Neil Desai, M.D. v. Seneca Specialty Insurance Company

CourtSupreme Court of Missouri
DecidedJune 25, 2019
DocketSC97361
StatusPublished

This text of Neil Desai, M.D. v. Seneca Specialty Insurance Company (Neil Desai, M.D. v. Seneca Specialty Insurance Company) is published on Counsel Stack Legal Research, covering Supreme Court of Missouri primary law. Counsel Stack provides free access to over 12 million legal documents including statutes, case law, regulations, and constitutions.

Bluebook
Neil Desai, M.D. v. Seneca Specialty Insurance Company, (Mo. 2019).

Opinion

SUPREME COURT OF MISSOURI en banc NEIL DESAI, M.D., ) Opinion issued June 25, 2019 ET AL., ) ) Respondents, ) ) v. ) No. SC97361 ) SENECA SPECIALTY ) INSURANCE COMPANY, ) ) Appellant. )

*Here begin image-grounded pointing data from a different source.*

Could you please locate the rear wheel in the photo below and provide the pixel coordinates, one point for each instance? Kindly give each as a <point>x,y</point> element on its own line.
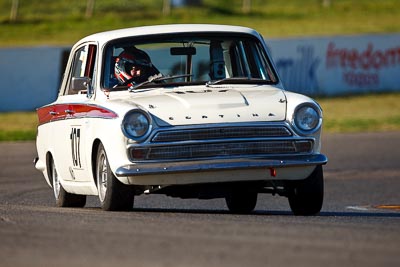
<point>306,196</point>
<point>113,195</point>
<point>63,198</point>
<point>241,202</point>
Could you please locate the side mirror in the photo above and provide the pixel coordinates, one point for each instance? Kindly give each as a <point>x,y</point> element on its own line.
<point>80,84</point>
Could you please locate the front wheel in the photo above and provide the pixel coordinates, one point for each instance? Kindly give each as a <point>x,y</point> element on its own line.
<point>113,195</point>
<point>306,196</point>
<point>63,198</point>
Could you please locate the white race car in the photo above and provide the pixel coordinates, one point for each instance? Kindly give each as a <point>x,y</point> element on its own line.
<point>189,111</point>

APPEAL FROM THE CIRCUIT COURT OF JACKSON COUNTY The Honorable James Francis Kanatzar, Judge

Seneca Specialty Insurance Company appeals the circuit court’s overruling of its

motions to intervene and to set aside judgment. Seneca sought to intervene in a lawsuit

filed by Dr. Neil Desai and Heta Desai against Garcia Empire, LLC, after the Desais and

Garcia Empire entered into a contract pursuant to section 537.065, RSMo 2016. In 2017,

the legislature repealed that statute and enacted an amended section 537.065, RSMo

Supp. 2017. The amendment was effective after the case was tried and submitted but

prior to the circuit court’s entry of judgment. The amended statute continued to permit

the same contracts as provided in the 2016 statute but included additional requirements

that an insurer be provided written notice and the opportunity to intervene. Seneca claims it was denied both additional rights and, as a result, the circuit court erred in

entering judgment. Because the Desais and Garcia Empire entered into a contract prior to

the effective date of the amended statute, the circuit court did not err in overruling

Seneca’s motions to intervene and to set aside the judgment. The judgment is affirmed.

Background

A Garcia Empire employee broke Dr. Desai’s arm on Garcia Empire’s property.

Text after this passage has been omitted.